Körperliche Veränderungen in den Wechseljahren

Menstruation

Erstes Anzeichen, dass eine Frau in die Wechseljahre kommt, ist eine unregelmäßig auftretende Menstruation. Die Abstände der Blutungen werden immer größer, bis sie letztendlich ganz ausbleiben.

Geschlechtsorgane

In den Wechseljahren verkleinert sich  die Gebärmutter durch die sinkende Produktion von Östrogen.

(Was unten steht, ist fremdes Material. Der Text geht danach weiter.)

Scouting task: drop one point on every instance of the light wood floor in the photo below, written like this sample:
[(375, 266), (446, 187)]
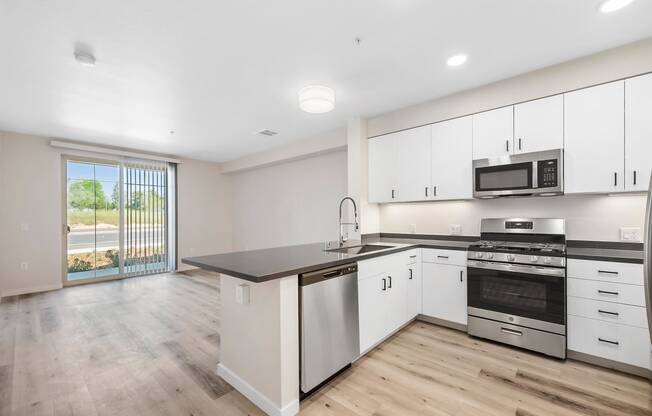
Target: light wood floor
[(149, 346)]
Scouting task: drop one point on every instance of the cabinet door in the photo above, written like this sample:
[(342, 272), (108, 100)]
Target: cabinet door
[(539, 125), (594, 128), (382, 168), (413, 164), (397, 314), (444, 292), (493, 133), (452, 159), (638, 132), (372, 310), (414, 291)]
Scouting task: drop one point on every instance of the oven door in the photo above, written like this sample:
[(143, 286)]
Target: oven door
[(530, 296), (502, 180)]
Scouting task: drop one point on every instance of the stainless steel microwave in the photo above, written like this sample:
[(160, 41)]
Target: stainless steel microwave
[(536, 173)]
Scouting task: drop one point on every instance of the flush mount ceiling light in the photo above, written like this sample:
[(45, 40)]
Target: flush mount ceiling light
[(612, 5), (85, 59), (456, 60), (316, 99)]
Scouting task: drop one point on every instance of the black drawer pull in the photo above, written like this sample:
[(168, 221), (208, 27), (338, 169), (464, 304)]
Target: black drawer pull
[(606, 341), (511, 332)]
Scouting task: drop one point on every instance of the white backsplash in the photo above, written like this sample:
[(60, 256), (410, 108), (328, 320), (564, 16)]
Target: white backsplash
[(588, 217)]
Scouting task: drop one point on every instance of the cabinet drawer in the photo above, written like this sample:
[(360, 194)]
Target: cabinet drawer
[(413, 256), (608, 311), (452, 257), (604, 291), (606, 271), (626, 344)]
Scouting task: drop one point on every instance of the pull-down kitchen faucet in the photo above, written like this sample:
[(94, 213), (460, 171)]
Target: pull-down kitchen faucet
[(355, 224)]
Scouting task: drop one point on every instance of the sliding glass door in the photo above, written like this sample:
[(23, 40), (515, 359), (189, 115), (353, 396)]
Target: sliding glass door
[(119, 219)]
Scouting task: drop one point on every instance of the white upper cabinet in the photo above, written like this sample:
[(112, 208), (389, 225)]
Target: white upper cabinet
[(594, 126), (382, 168), (638, 132), (539, 125), (452, 154), (493, 133), (413, 164)]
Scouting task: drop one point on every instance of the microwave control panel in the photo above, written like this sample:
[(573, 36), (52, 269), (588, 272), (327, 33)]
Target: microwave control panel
[(548, 172)]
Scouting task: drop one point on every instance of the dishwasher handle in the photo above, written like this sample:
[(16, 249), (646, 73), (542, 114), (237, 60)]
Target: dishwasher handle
[(326, 274)]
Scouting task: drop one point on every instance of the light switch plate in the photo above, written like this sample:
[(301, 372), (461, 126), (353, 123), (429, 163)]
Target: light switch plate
[(630, 234)]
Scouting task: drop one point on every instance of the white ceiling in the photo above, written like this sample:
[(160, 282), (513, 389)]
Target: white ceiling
[(216, 71)]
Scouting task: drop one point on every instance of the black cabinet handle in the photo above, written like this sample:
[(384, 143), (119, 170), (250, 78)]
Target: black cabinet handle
[(609, 342)]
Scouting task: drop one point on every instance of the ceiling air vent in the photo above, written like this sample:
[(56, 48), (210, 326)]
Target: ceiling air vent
[(267, 132)]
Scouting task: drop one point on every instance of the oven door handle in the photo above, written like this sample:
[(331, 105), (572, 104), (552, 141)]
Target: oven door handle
[(517, 268)]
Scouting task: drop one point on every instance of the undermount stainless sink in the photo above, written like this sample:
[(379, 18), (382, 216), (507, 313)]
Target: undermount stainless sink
[(361, 249)]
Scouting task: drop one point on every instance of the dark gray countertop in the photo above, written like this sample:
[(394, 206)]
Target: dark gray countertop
[(273, 263), (605, 254)]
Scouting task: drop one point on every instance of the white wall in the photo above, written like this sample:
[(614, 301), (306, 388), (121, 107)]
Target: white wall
[(204, 210), (290, 203), (31, 212), (596, 217)]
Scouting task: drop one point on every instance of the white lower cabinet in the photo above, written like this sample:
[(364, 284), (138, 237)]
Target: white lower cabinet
[(382, 297), (414, 284), (606, 311), (622, 343), (444, 292)]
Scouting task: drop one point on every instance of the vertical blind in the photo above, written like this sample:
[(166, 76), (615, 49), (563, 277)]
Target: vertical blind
[(147, 206)]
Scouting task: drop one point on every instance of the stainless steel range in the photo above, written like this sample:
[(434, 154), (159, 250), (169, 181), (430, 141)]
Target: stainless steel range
[(517, 284)]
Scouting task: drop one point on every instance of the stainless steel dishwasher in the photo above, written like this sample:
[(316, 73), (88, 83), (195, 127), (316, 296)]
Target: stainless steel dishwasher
[(329, 323)]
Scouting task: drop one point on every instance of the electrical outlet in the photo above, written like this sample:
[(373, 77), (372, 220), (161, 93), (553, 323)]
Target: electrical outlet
[(632, 234)]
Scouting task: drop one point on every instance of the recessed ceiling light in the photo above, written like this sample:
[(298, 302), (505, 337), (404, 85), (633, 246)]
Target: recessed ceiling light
[(316, 99), (456, 60), (612, 5), (85, 59), (267, 132)]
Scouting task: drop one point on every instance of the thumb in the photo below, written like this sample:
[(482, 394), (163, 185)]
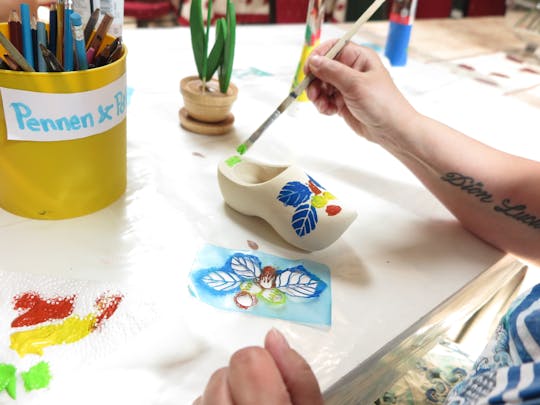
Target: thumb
[(331, 71), (296, 373)]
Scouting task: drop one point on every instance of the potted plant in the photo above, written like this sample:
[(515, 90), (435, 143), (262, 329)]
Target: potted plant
[(208, 100)]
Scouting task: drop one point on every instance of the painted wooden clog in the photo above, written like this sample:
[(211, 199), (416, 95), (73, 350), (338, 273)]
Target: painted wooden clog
[(302, 211)]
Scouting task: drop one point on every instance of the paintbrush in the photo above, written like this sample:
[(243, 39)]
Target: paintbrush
[(331, 54)]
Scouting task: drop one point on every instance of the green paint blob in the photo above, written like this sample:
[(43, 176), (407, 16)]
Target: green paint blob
[(242, 149), (8, 380), (37, 377), (233, 160)]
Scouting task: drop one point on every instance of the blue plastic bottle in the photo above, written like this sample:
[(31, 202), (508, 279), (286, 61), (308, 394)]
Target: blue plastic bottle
[(401, 20)]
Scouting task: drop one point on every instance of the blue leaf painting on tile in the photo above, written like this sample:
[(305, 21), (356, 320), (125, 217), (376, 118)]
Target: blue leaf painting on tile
[(263, 284), (306, 199)]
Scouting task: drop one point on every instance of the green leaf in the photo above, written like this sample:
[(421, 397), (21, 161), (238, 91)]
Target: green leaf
[(225, 70), (196, 26), (216, 54), (206, 40)]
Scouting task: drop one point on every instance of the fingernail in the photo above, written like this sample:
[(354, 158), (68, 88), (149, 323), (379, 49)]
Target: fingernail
[(278, 338), (315, 61)]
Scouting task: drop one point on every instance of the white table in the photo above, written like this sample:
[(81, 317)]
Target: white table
[(401, 258)]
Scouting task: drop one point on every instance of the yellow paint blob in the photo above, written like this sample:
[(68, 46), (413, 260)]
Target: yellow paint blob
[(33, 341)]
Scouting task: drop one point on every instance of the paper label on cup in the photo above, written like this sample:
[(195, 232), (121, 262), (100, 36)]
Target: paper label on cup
[(45, 117)]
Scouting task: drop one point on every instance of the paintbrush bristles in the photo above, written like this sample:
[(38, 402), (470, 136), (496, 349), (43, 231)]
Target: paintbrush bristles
[(331, 54)]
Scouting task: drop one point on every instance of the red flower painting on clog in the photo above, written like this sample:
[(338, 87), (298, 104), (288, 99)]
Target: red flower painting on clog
[(307, 199)]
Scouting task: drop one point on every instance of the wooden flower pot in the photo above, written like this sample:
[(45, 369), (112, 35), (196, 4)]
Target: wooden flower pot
[(206, 111)]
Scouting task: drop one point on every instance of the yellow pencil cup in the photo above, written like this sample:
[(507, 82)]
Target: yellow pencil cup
[(62, 140)]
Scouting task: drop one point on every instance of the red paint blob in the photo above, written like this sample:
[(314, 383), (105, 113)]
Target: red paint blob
[(37, 310), (314, 189), (332, 210), (467, 67)]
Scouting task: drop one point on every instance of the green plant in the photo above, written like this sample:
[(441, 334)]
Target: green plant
[(221, 56)]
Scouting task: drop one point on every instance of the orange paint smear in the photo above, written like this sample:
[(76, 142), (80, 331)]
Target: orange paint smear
[(107, 306), (70, 330)]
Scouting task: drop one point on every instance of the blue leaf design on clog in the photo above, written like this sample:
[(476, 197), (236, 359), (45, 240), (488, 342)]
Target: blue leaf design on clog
[(246, 266), (315, 181), (294, 193), (298, 282), (218, 281), (304, 219)]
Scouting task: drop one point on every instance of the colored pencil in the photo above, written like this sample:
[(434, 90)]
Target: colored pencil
[(42, 41), (15, 54), (101, 32), (90, 26), (53, 28), (60, 30), (33, 29), (15, 30), (78, 36), (53, 65), (68, 37), (12, 65), (27, 34)]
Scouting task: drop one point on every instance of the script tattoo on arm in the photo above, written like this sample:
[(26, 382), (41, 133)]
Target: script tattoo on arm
[(467, 184)]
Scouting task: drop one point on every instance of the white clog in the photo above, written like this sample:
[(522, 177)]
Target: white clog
[(303, 212)]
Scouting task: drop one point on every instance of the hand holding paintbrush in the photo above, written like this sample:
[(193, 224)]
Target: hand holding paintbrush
[(331, 54)]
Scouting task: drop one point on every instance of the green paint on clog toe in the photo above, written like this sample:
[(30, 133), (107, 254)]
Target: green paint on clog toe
[(233, 160), (37, 377), (8, 380), (241, 149)]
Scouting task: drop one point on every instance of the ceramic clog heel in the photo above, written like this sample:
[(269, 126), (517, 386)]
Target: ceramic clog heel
[(302, 211)]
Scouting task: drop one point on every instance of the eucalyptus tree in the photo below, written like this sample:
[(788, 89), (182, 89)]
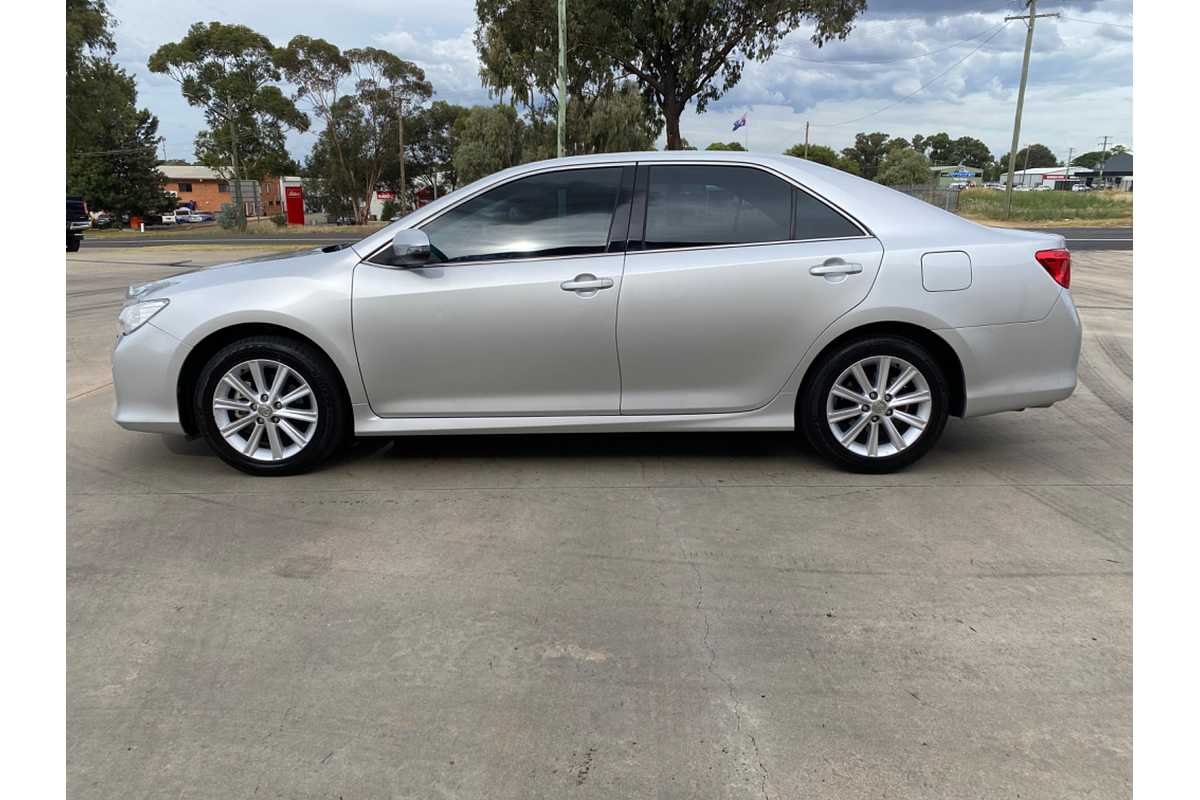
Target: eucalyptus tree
[(679, 52), (228, 71)]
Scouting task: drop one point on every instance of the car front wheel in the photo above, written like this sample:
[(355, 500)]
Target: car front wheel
[(270, 405), (875, 405)]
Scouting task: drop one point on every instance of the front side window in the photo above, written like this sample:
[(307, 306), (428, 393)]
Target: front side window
[(703, 205), (564, 212)]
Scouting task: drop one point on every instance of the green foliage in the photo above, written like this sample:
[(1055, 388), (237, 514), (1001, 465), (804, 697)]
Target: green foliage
[(868, 151), (1038, 156), (112, 144), (1038, 206), (364, 125), (904, 167), (617, 120), (822, 155), (429, 139), (229, 72), (679, 53), (489, 139)]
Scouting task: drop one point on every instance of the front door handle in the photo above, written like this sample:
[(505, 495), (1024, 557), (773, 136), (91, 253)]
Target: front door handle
[(586, 283), (835, 266)]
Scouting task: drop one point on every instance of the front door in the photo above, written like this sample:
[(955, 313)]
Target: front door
[(737, 275), (516, 314)]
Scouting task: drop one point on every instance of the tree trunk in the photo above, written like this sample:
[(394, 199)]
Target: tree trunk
[(239, 206), (672, 112)]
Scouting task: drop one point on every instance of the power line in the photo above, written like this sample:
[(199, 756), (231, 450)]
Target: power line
[(919, 89), (909, 58), (1095, 22)]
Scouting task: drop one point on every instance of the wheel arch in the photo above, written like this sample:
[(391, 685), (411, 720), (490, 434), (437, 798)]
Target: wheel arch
[(939, 348), (204, 349)]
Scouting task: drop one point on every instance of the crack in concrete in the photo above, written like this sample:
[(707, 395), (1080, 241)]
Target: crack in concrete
[(712, 651)]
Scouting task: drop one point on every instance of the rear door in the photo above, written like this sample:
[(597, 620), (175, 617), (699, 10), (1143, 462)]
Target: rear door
[(736, 274)]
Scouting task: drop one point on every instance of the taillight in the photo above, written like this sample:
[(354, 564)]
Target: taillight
[(1057, 264)]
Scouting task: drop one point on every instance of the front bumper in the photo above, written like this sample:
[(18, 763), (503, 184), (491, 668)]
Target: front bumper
[(1023, 365), (144, 367)]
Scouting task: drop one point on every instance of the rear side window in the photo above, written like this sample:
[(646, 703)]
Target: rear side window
[(703, 205), (565, 212), (815, 220)]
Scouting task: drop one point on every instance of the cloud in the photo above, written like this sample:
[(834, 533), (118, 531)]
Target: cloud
[(1080, 78)]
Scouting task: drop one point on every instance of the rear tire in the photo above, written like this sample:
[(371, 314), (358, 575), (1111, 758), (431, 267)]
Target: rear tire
[(885, 425), (301, 422)]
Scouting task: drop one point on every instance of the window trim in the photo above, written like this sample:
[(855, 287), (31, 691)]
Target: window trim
[(637, 216), (643, 209), (552, 168)]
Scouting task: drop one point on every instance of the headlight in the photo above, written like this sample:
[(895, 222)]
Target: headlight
[(137, 314)]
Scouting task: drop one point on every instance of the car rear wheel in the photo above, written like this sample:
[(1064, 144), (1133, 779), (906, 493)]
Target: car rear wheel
[(270, 405), (875, 405)]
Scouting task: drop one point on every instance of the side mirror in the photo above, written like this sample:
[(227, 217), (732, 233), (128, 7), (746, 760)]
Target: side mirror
[(411, 248)]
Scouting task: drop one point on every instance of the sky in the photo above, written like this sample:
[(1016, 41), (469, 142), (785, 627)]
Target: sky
[(909, 66)]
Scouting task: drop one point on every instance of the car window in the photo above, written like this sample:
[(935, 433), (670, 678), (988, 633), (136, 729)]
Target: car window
[(701, 205), (564, 212), (815, 220)]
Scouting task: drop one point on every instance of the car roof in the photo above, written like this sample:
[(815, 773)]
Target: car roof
[(894, 217)]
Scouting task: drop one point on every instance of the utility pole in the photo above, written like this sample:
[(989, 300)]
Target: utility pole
[(562, 77), (400, 126), (1020, 100), (1104, 156)]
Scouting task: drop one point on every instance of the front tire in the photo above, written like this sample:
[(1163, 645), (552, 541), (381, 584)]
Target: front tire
[(270, 405), (875, 405)]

Die Gebärmutterschleimhaut wird dünner, die Gebärmutterdrüsen stellen weniger Schleim her, während die Schleimhaut der Vagina schlechter durchblutet wird. Dies kann sich beim Geschlechtsverkehr negativ auswirken, da nicht ausreichend Gleitflüssigkeit gebildet wird (mangelnde Lubrikation). Mit Beginn der Wechseljahre bildet sich auch das Drüsengewebe der Brüste  zurück.

Beckenboden und Harnblase

In den Wechseljahren führt  der niedrige Östrogenspiegel  gleichzeitig zu einer schlechteren Durchblutung der Schleimhäute in Blase und Harnwegen. Die Beckenbodenmuskulatur erschlafft langsam. In den Wechseljahren kann es deshalb öfter zu Entzündungen der Harnwege, vermehrtem Harndrang oder auch Inkontinenz kommen.

Haut und Haare

Mit zunehmendem Alter und besonders in den Wechseljahren verliert die Haut die Fähigkeit, Wasser zu speichern. Daher ist die Haut mit Einsetzen der Wechseljahre oft weniger elastisch, dünner und trockener.